何しろ資産価格の暴落ぶりがすさまじいのだ。

 韓国総合株価指数(KOSPI)は昨年8月5日をピーク(3296.17)に、現在は2461.45(8月3日)と25%近く下落している。KOSPI上場938銘柄のうち222銘柄(23.7%)はこの1年で最高値から50%以上値下がりしている。

 仮想通貨市場は一層深刻だ。ビットコインは今年上半期だけで60%近く下落した。韓国企業が開発した仮想通貨Luna(ルナ)は今年5月、一週間で99.9%以上も暴落する事態に陥った。暴落が始まる前、韓国国内のルナ利用者は10万人であった。
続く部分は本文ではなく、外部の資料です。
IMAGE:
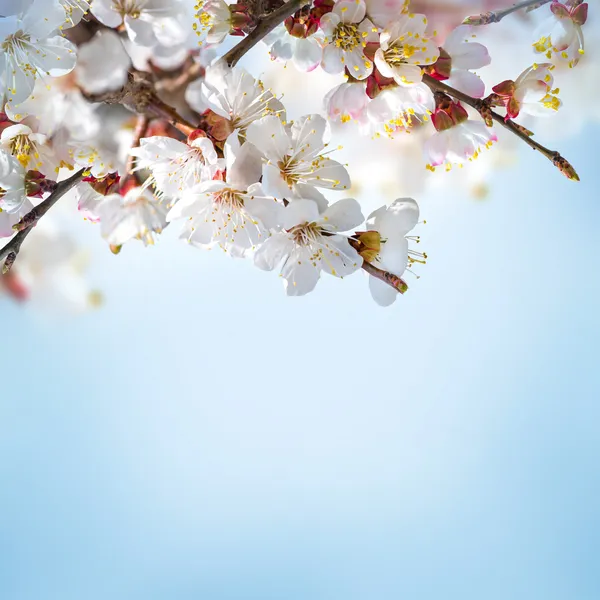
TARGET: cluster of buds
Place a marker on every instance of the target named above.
(36, 184)
(305, 22)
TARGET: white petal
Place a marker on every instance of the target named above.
(381, 292)
(270, 137)
(273, 251)
(300, 211)
(343, 215)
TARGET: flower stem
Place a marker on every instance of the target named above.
(9, 253)
(264, 27)
(497, 15)
(392, 280)
(557, 160)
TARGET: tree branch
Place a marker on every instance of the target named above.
(479, 105)
(265, 26)
(497, 15)
(141, 128)
(9, 253)
(139, 96)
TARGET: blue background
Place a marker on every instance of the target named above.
(203, 436)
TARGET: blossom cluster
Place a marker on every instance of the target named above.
(238, 173)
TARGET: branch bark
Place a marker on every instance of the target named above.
(265, 26)
(555, 157)
(9, 252)
(392, 280)
(497, 15)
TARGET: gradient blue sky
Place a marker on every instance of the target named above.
(203, 436)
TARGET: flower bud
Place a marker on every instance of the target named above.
(36, 184)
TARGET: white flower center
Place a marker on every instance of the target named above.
(398, 53)
(129, 8)
(23, 148)
(306, 233)
(16, 42)
(346, 36)
(229, 199)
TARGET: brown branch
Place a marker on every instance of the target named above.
(480, 105)
(264, 27)
(392, 280)
(141, 128)
(9, 253)
(139, 96)
(497, 15)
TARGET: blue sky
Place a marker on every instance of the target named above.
(203, 436)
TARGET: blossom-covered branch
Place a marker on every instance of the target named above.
(487, 113)
(264, 27)
(241, 172)
(497, 15)
(9, 252)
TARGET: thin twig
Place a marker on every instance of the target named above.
(262, 29)
(9, 253)
(392, 280)
(557, 160)
(141, 128)
(497, 15)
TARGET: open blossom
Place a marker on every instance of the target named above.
(29, 148)
(347, 102)
(8, 219)
(57, 105)
(309, 244)
(347, 33)
(531, 94)
(13, 184)
(405, 46)
(109, 74)
(304, 52)
(147, 22)
(381, 12)
(30, 48)
(385, 245)
(234, 214)
(560, 33)
(234, 95)
(177, 166)
(459, 56)
(216, 21)
(401, 107)
(295, 165)
(137, 215)
(74, 11)
(457, 138)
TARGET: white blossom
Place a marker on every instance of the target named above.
(13, 195)
(347, 102)
(147, 22)
(30, 48)
(55, 105)
(389, 248)
(137, 215)
(177, 166)
(304, 53)
(106, 75)
(309, 244)
(294, 162)
(560, 33)
(234, 214)
(347, 33)
(465, 55)
(405, 46)
(234, 95)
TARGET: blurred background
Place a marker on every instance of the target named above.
(193, 433)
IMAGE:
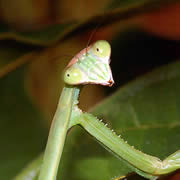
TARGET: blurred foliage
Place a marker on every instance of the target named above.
(39, 37)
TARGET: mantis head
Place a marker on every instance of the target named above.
(91, 66)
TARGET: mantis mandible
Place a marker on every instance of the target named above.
(91, 65)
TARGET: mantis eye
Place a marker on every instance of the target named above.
(73, 76)
(101, 49)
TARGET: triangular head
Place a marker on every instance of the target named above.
(91, 66)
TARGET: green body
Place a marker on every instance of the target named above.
(68, 114)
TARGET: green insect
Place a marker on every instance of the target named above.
(91, 65)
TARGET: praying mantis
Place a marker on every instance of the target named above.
(91, 66)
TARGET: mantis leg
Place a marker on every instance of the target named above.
(148, 166)
(145, 165)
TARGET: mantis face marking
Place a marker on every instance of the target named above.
(91, 66)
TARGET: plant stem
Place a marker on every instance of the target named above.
(58, 131)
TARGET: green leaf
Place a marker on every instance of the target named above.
(146, 112)
(21, 134)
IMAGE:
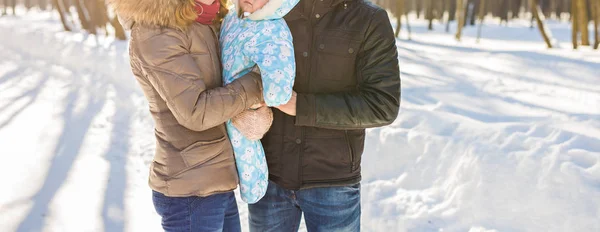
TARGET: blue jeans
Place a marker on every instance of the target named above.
(218, 212)
(325, 209)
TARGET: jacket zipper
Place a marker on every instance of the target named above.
(310, 48)
(350, 151)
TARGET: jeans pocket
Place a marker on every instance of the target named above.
(161, 203)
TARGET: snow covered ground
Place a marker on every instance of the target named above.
(503, 135)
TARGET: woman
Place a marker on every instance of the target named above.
(174, 57)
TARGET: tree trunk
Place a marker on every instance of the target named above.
(450, 8)
(408, 27)
(582, 15)
(429, 15)
(93, 16)
(399, 14)
(460, 8)
(539, 17)
(596, 10)
(85, 24)
(119, 32)
(575, 22)
(61, 13)
(419, 8)
(481, 17)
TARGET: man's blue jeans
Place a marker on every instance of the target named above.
(218, 212)
(325, 209)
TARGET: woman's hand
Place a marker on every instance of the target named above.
(254, 124)
(290, 107)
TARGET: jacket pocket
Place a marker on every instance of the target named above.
(326, 159)
(202, 151)
(336, 58)
(356, 142)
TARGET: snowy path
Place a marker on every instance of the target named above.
(503, 135)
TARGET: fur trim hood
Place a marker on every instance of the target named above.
(168, 13)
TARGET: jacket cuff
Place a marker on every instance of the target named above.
(251, 88)
(306, 110)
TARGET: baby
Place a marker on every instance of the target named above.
(254, 34)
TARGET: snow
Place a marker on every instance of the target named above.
(503, 135)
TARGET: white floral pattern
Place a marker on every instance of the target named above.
(268, 44)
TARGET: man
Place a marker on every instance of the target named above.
(347, 80)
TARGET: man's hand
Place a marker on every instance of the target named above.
(258, 105)
(290, 107)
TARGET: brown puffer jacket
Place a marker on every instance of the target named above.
(177, 65)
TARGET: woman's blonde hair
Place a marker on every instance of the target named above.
(186, 14)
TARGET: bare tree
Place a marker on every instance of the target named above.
(539, 18)
(61, 13)
(399, 14)
(481, 17)
(429, 14)
(596, 13)
(575, 23)
(460, 8)
(582, 15)
(83, 16)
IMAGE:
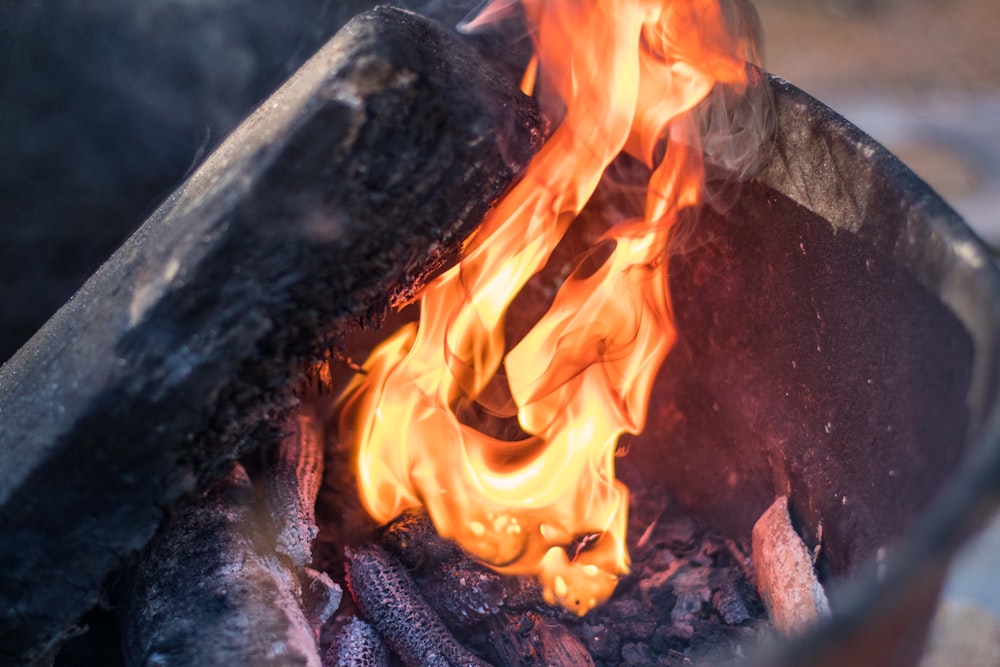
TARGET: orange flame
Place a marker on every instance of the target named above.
(627, 72)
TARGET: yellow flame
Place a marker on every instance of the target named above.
(627, 72)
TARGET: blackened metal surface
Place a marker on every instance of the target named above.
(808, 364)
(340, 193)
(857, 371)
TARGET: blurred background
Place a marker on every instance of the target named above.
(106, 106)
(923, 78)
(920, 76)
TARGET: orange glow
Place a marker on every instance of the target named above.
(627, 72)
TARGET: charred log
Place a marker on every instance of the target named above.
(388, 598)
(532, 640)
(336, 198)
(203, 593)
(356, 644)
(291, 484)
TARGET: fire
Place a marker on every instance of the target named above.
(627, 74)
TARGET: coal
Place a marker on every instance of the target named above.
(205, 593)
(388, 598)
(337, 198)
(689, 598)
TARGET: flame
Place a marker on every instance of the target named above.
(627, 73)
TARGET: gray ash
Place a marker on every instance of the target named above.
(689, 598)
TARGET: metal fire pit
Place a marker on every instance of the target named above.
(838, 343)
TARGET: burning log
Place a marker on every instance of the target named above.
(387, 596)
(336, 198)
(291, 484)
(356, 644)
(532, 640)
(204, 593)
(787, 582)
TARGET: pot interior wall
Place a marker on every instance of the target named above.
(808, 363)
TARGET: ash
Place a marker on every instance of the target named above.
(690, 598)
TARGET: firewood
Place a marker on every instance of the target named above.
(388, 598)
(336, 198)
(204, 593)
(291, 483)
(356, 644)
(531, 640)
(414, 540)
(794, 598)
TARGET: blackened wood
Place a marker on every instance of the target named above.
(336, 198)
(388, 598)
(532, 640)
(291, 483)
(205, 593)
(356, 644)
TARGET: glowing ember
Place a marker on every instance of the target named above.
(628, 73)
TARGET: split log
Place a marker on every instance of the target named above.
(203, 593)
(788, 585)
(356, 644)
(291, 483)
(388, 598)
(335, 199)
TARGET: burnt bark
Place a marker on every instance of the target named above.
(205, 593)
(336, 198)
(388, 598)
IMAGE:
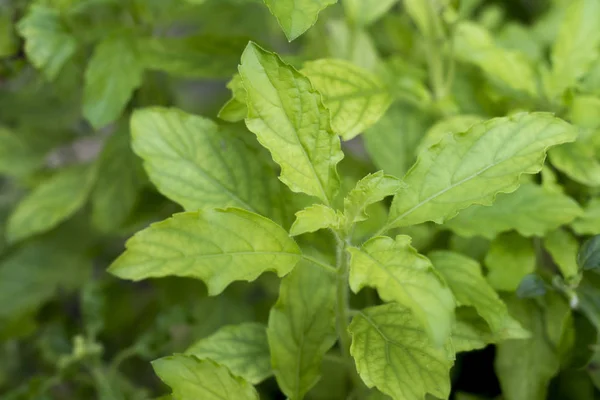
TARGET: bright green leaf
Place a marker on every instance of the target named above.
(393, 354)
(472, 167)
(52, 202)
(402, 275)
(296, 16)
(289, 119)
(510, 258)
(356, 98)
(302, 328)
(218, 247)
(242, 348)
(113, 73)
(531, 210)
(192, 379)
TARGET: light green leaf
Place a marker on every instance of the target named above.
(287, 115)
(525, 367)
(314, 218)
(392, 143)
(119, 181)
(356, 97)
(508, 69)
(52, 202)
(463, 276)
(194, 162)
(365, 12)
(296, 16)
(510, 258)
(472, 167)
(589, 222)
(369, 190)
(563, 247)
(191, 379)
(402, 275)
(218, 247)
(242, 348)
(576, 46)
(48, 42)
(302, 328)
(393, 354)
(531, 210)
(113, 73)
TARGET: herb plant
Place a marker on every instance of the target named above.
(401, 201)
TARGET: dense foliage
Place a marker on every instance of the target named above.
(354, 199)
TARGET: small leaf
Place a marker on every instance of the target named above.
(287, 115)
(472, 167)
(314, 218)
(296, 16)
(113, 73)
(302, 328)
(191, 378)
(242, 348)
(48, 43)
(510, 258)
(402, 275)
(356, 97)
(393, 354)
(51, 203)
(218, 247)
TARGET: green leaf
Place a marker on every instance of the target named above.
(302, 328)
(191, 378)
(510, 258)
(314, 218)
(48, 42)
(51, 203)
(218, 247)
(393, 354)
(402, 275)
(287, 115)
(472, 167)
(356, 97)
(392, 143)
(563, 248)
(194, 162)
(463, 276)
(242, 348)
(113, 73)
(119, 181)
(369, 190)
(296, 16)
(531, 210)
(576, 46)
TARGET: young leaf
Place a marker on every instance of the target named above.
(531, 210)
(402, 275)
(218, 247)
(199, 165)
(464, 277)
(314, 218)
(296, 16)
(356, 98)
(242, 348)
(302, 328)
(510, 258)
(287, 115)
(52, 202)
(113, 73)
(393, 354)
(48, 43)
(191, 378)
(576, 46)
(472, 167)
 所得の少ない青年層が投機性の強い投資に流れたことで、今年5カ月間に20代の1万5584人が個人再生手続きを申請した。全世帯で占める20代・30代の比率は45.1%である。

高金利が直撃

 借金をして住宅を購入した人々にとって貸出金利の引き上げは致命的だ。韓国銀行(韓国の中央銀行)は7月13日、基準金利を0.5ポイント引き上げた。その影響で5大銀行の住宅担保貸付金利は変動型、固定型とも最高6%を超えた。「7%台入り」も目前との分析がある。住宅担保貸し付けが4億ウォン(約4100万円)ある場合、金利が3%ならば、毎月の利子は100万ウォンだ。これが7%に上がれば230万ウォンになる。

 韓国の金融監督院は、家計貸出金利が7%になれば、190万人もの人々が所得の70%以上を元利金返済に充てなければならなくなると試算している。今でも20代・30代の負債者の9%は所得の半分近くを元利金の償還に使っている。